President John Mahama on Tuesday set Parliament reeling with laughter when he jokingly told Minority legislators, who were heckling him that he was not their equal.

“Herr! Order!!! I’m not your co-equal”……Mr Speaker, who said tweaa” throwing the House and personalities who had thronged the Legislature to listen to his State of the Nation Address into uncontrollable hilarity.

Ironically, the Speaker of Parliament had last week declared the remark “tweea”, a twi word for disapproval or contempt, not fit for parliamentary diction. And the lawmakers overlooked the Speakers ruling on the issue and hurled the word at President, with the Speaker visibly angered by the embarrassing spectacle that was unfolding before him and other very important guest to the House.

But as the President was called upon by the Speaker to deliver his address, minority back-benchers started using the term, which initially caused consternation from the Majority side, but President Mahama started his address, which was disturbed by many “tweeea’s from the errant lawmakers, prompting the President to make the remark that sent the house into a momentary fit of laughter.

Mr Gabriel Barimah, the District Chief Executive for Ahafo Ano South, made the word “tweea” trendy when in a fit of anger asked a health worker at a public function who had used the word to signal disapproval of what the DCE had said whether they were equals.

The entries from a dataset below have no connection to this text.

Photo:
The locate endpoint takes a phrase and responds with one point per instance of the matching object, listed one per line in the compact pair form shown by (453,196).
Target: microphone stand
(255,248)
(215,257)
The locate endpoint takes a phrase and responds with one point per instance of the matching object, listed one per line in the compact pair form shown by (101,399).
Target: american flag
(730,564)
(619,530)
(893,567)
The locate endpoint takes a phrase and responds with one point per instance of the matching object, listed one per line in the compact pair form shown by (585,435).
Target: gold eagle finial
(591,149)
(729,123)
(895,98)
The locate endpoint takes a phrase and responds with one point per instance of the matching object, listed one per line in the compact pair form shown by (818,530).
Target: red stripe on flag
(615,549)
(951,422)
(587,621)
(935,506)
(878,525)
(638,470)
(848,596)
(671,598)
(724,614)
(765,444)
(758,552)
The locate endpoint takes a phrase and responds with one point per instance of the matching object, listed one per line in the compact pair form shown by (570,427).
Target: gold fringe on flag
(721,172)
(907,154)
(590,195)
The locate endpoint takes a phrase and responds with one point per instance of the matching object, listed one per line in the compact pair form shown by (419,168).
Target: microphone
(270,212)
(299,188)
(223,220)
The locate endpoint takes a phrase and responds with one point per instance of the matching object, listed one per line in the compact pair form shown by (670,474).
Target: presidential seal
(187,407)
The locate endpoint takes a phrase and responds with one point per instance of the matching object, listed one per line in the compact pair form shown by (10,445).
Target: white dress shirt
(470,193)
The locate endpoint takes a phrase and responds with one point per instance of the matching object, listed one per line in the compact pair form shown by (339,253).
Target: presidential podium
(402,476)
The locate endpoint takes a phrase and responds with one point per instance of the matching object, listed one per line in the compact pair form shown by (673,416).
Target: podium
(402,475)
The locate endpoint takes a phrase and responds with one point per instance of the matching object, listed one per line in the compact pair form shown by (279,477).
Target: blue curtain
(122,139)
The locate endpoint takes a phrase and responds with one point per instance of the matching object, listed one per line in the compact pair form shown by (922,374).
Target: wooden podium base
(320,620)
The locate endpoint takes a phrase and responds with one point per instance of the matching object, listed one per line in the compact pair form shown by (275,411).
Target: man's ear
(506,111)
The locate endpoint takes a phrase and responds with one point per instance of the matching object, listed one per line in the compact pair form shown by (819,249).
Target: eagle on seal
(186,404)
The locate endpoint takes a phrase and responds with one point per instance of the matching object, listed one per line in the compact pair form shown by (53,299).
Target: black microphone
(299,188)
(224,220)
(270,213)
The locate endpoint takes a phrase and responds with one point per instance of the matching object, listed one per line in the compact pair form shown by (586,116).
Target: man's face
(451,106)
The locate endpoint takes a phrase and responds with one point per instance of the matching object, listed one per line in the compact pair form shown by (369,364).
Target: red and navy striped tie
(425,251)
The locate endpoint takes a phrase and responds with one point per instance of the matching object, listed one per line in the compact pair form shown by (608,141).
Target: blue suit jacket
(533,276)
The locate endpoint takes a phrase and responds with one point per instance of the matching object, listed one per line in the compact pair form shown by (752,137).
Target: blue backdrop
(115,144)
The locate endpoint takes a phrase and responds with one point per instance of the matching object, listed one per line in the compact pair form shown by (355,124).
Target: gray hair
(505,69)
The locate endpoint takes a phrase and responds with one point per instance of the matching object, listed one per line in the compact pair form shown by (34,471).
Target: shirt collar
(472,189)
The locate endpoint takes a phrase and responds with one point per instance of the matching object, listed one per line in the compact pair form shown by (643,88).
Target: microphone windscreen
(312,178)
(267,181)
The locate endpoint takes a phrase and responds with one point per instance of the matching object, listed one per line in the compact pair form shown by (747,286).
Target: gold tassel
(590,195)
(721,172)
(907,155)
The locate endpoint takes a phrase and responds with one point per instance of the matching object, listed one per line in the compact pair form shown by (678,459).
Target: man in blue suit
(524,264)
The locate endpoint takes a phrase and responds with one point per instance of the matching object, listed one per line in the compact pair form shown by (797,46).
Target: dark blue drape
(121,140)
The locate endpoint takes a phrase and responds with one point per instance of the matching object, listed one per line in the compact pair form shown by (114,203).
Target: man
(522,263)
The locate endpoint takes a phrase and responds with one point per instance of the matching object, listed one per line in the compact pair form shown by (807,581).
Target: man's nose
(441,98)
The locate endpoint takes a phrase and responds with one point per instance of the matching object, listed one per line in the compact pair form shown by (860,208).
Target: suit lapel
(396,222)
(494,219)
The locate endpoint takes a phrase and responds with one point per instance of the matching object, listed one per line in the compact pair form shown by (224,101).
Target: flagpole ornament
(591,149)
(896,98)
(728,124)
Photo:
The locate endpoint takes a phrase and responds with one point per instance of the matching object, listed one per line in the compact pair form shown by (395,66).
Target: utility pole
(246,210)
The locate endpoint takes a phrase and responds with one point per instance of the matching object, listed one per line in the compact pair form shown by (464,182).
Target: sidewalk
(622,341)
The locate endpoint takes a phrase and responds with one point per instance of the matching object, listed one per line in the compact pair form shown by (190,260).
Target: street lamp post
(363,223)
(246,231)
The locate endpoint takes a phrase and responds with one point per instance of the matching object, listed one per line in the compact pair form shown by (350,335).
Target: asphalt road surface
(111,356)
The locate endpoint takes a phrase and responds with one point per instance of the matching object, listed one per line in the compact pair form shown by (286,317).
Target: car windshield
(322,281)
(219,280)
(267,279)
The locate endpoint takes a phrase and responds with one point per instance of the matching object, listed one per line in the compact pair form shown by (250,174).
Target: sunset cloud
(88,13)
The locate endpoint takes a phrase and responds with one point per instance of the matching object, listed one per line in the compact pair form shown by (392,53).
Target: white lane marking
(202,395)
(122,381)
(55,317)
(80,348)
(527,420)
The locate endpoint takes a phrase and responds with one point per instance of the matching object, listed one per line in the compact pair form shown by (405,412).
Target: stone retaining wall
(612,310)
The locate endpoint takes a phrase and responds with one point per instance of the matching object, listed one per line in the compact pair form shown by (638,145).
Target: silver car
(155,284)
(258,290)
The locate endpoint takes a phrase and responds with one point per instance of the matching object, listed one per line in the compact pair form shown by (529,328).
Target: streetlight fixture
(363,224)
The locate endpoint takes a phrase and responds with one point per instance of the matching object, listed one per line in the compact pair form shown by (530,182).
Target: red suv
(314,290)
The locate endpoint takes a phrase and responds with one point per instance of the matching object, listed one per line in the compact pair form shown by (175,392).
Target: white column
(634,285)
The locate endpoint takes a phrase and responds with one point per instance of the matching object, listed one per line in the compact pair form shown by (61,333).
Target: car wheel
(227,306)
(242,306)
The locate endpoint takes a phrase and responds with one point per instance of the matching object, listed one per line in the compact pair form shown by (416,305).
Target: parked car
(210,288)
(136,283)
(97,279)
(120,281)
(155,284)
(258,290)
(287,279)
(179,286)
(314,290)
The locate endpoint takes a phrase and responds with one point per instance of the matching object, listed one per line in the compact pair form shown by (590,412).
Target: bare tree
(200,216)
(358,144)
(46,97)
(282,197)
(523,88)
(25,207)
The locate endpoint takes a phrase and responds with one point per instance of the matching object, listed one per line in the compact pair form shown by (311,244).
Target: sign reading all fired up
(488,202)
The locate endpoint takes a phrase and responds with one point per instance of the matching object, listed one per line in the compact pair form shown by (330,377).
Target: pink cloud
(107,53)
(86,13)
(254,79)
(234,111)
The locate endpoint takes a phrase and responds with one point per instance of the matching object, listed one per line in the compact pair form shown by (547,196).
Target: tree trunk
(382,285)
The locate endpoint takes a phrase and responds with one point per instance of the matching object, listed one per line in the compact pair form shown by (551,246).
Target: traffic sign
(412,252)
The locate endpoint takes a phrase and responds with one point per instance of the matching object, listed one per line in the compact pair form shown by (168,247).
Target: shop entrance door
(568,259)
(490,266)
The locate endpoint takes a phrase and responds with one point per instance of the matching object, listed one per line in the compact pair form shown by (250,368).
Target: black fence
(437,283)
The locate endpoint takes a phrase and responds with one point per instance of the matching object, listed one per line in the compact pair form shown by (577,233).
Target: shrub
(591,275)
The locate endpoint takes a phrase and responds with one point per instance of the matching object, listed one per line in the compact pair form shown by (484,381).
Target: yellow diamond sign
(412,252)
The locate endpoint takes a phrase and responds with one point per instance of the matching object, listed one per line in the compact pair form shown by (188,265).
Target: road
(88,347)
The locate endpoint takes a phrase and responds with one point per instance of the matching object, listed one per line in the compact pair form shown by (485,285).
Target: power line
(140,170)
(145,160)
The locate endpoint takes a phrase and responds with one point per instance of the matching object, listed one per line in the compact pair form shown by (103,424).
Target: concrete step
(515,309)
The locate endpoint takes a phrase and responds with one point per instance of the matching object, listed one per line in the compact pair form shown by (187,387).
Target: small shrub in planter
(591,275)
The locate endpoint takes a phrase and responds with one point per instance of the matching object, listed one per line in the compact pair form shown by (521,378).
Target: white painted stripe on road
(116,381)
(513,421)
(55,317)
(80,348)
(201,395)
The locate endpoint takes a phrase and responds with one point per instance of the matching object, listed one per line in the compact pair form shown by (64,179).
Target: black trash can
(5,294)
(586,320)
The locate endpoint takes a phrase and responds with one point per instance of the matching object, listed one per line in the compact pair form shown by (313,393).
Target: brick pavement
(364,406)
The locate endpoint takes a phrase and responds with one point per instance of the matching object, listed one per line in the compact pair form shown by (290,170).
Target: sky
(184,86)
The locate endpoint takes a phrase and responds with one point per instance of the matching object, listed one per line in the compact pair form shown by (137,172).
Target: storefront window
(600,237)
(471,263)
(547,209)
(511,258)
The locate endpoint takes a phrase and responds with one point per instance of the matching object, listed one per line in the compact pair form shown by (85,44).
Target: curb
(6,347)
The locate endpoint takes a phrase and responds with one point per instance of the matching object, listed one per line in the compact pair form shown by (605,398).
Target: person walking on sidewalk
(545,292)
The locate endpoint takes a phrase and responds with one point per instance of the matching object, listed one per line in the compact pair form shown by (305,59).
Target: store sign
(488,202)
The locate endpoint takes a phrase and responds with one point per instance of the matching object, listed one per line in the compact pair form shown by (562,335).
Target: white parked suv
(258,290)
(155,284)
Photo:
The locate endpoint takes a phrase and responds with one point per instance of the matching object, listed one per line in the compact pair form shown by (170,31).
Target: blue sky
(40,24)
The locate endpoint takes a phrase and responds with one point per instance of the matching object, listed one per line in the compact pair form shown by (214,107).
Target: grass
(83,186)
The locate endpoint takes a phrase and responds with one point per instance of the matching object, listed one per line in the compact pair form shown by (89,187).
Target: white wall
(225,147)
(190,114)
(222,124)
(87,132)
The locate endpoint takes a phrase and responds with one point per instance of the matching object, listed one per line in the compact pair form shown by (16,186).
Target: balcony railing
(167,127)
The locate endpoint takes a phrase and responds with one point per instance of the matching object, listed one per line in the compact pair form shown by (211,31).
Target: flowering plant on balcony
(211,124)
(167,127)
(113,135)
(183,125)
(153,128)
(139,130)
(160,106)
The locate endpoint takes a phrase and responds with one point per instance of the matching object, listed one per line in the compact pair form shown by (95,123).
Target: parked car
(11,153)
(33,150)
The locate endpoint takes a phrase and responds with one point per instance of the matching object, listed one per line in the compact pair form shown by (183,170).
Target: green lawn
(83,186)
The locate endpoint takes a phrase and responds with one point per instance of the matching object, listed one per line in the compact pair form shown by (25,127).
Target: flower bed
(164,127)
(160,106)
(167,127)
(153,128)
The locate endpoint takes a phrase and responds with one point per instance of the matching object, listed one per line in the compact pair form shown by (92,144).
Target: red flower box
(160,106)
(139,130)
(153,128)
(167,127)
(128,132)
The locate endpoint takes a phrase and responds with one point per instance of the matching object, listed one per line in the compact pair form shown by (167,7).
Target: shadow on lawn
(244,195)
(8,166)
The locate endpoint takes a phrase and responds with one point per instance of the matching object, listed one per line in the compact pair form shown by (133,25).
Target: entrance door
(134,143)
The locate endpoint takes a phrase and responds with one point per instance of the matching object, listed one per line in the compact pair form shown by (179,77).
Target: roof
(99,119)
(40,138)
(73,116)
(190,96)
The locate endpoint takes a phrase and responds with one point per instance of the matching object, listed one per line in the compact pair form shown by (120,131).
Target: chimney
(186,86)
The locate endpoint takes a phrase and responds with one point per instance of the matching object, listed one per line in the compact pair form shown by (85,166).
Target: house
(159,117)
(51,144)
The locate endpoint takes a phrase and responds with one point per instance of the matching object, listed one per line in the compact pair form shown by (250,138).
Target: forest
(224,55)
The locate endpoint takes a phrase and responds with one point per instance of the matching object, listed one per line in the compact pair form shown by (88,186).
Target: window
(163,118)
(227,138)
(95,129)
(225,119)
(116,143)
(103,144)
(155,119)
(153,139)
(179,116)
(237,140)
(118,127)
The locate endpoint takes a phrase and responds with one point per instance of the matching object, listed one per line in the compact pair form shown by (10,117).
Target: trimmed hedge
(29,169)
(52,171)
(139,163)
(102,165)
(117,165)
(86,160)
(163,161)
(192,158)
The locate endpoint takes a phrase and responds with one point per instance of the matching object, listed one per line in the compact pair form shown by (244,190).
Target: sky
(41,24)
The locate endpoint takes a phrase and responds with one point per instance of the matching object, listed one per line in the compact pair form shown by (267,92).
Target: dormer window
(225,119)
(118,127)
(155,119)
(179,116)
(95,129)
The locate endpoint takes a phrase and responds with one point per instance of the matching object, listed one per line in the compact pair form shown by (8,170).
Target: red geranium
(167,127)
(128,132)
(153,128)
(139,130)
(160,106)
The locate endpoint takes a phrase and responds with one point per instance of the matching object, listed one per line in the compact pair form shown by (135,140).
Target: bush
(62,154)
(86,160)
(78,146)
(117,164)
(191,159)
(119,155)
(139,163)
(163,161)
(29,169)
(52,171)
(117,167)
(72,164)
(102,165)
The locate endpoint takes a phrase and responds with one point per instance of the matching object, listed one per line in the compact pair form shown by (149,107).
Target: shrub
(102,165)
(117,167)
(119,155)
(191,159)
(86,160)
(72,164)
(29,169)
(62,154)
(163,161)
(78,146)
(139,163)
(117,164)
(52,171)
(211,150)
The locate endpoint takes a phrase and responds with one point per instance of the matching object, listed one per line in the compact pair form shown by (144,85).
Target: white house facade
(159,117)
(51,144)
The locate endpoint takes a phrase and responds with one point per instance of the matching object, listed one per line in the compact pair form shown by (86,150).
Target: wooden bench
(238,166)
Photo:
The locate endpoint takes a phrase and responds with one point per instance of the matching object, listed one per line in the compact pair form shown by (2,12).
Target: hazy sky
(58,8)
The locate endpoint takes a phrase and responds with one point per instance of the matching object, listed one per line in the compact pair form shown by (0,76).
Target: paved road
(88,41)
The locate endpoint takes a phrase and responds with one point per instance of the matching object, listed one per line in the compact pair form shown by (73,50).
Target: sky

‘Who said tweaa; am I your co-equal?’ the DCE asked the health worker, embarrassing himself with his conduct, necessitating a reprimand from government.

President Mahama, unperturbed, and occasionally giving side jabs to minority remarks, delivered his address to the admiration of the majority and party faithful, while the opposition took pot shots at every intervention the President espoused to redeem the country from its present challenges.

Meanwhile, mixed reactions have greeted the President’s address, with the Majority hailing it as “a solid all-inclusive address” that would address the countries present challenges and the Minority insisting that the Address was “near empty” without pragmatic solutions to halt the country’s economic decline.